Out of Character, Out of Credit
Our credit card got hacked last week, and my potential new sponsor — Capital One, what’s in your wallet? — called it from a mile away. Before you could say, “Bob’s your uncle,” Capital One had restricted the card’s use.
So what tipped the geniuses at Capital One off? you might ask.
The attempted purchase of a luxury item, that’s what. So completely out of character for the Podunks that a corporation founded mostly on greed (this is why I don’t get sponsors), turned the credit faucet off IMMEDIATELY.

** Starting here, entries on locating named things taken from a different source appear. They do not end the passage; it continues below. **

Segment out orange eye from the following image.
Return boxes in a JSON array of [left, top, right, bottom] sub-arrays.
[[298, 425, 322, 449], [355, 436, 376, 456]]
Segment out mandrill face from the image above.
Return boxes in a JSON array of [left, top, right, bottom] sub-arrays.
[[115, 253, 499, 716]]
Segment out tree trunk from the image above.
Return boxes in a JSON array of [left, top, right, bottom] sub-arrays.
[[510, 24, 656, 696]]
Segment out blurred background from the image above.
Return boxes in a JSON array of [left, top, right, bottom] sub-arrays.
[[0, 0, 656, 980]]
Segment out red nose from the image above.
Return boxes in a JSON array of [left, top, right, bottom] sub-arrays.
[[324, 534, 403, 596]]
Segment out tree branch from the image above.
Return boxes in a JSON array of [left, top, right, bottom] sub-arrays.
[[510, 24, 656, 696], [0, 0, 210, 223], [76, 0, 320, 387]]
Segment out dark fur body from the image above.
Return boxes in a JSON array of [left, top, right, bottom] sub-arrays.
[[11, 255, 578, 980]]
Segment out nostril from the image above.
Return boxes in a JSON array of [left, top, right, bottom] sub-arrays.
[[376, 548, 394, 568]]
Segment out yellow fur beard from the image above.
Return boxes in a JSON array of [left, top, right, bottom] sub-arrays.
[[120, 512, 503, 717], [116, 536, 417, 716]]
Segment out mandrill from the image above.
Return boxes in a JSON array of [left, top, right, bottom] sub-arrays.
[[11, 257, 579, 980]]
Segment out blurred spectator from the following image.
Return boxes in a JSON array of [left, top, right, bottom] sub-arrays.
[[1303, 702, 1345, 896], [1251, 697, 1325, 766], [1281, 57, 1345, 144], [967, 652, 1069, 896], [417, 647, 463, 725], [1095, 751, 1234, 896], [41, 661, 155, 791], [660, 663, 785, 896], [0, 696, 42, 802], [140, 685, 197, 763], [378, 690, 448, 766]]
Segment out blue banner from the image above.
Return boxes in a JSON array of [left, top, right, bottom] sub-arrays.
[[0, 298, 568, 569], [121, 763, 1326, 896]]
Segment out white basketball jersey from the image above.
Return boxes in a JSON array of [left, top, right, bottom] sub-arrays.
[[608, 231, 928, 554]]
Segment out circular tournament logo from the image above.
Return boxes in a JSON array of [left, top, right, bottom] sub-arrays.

This is what Capital One’s fraud bureau decided “does not compute”:
This gentle readers, is a Daniel Wellington watch from Sweden, and I can’t have one. To be clear, neither Iron Chef nor I were making this purchase. But the thought that our credit would be automatically cancelled if we tried to buy one is kind of cool from an intelligence standpoint, and sort of depressing from a lifestyle point of view.
Hear me out. Capital One doesn’t blink a beady eye when Chef buys hundreds of dollars of hog casings from places called Manly Meat Warehouse. If we drive like a bat out of hell in the middle of winter toward Gillette, Wyoming (which should trigger anyone’s computer model), Capital One does not question the propriety of gas station stops that look like they belong to Bonnie and Clyde.
But a little bling and the bogus button gets pushed? It’s possible we’ve become too predictable for our own good.
Now don’t hesitate to tell Capital One, what’s in your wallet? that I need a sponsor.
I’m jealous: my bank cut off my debit card at the Walmart in Bloomington IN. Ouch.
The universe telling you to just say NO to Walmart (not a potential sponsor).